Things that we learned after we deployed and had been up and running a while:

  1. Account creation for workloads — is super-easy out of AWS Organizations and the billing can be linked to the Master Account
  2. Service Catalogue — is a very powerful tool. It enables you to create portfolios for your organisation and add products to the portfolio (i.e. AWS services). By doing this you can centrally control access to services.
  3. Drift Management — is per default disabled and you need to enable it for CloudFormation Stacks.
  4. Direct Connect support for Transit Gateway — is only available in four regions so far and not yet in Sydney. If you want your paired VPCs (for example in workload accounts outside the Landing Zone) to talk to on-premise then you will need to look for an alternative solution: E.g. via the multi-account Direct Connect feature, which requires the peered account to be part of your AWS Organizations billing setup; or via a virtual private gateway in the peered workload accounts.
  5. Level of complexity — The Landing Zone follows deployment best practices. E.g. Keep log files in a seperate account and so on. This brings some complexity and that includes the route tables for your on-premise connectivity after the Direct Connect setup.
  6. Logging — CloudTrail, FlowLogs and Config give you a good coverage for your AWS footprint. If you deploy any applications into your Landing Zone you will still need and application logging capability and alerts for your app.
  7. Cost optimisation — You still require services like Trusted Advisor to make sure you don’t have unused resources.

Our Tips and Conclusion

We recommend keeping it simple and as much out-of-the-box as possible. Run any other custom built add-ons later on to make upgrades easier.
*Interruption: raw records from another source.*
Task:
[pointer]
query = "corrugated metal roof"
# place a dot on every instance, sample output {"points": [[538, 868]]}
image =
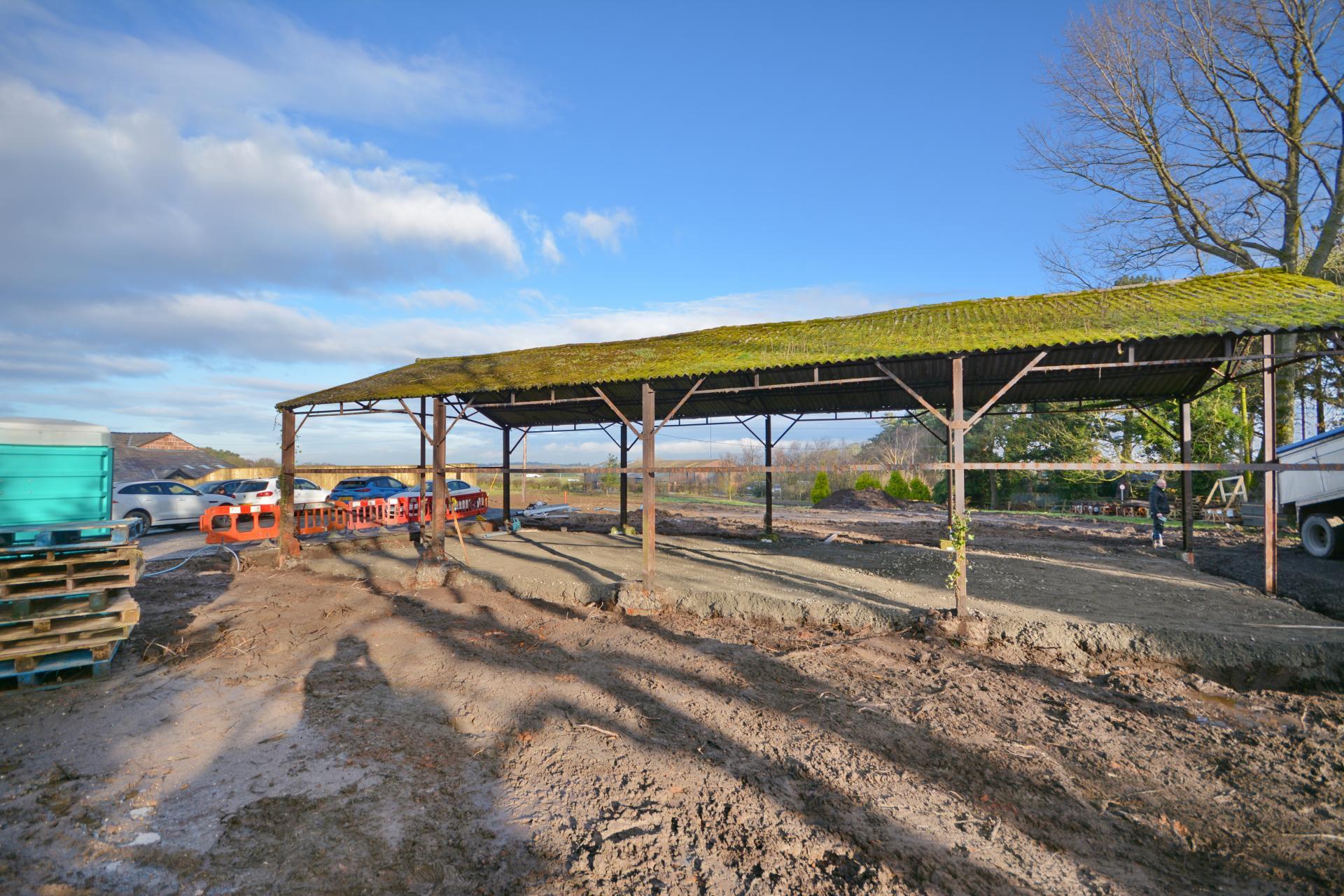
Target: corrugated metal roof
{"points": [[1184, 318]]}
Review Trusted Advisor after the setup to see if you are being billed for t resources. Stick to the best practices and manage all changes via code — CloudFormation is your second best friend — after AWS Landing Zone, of course.

AWS Landing Zone is not a silver bullet that fits every single use case. The deployment architecture brings some complexity and is therefore better suited for multi-account environments. You will still need to apply best practises and the Well Architected Framework whitepaper will provide you some good guidance. And remember: UHL (undifferentiated heavy lifting) does not help your core business: Friends don’t let friends build Landing Zones.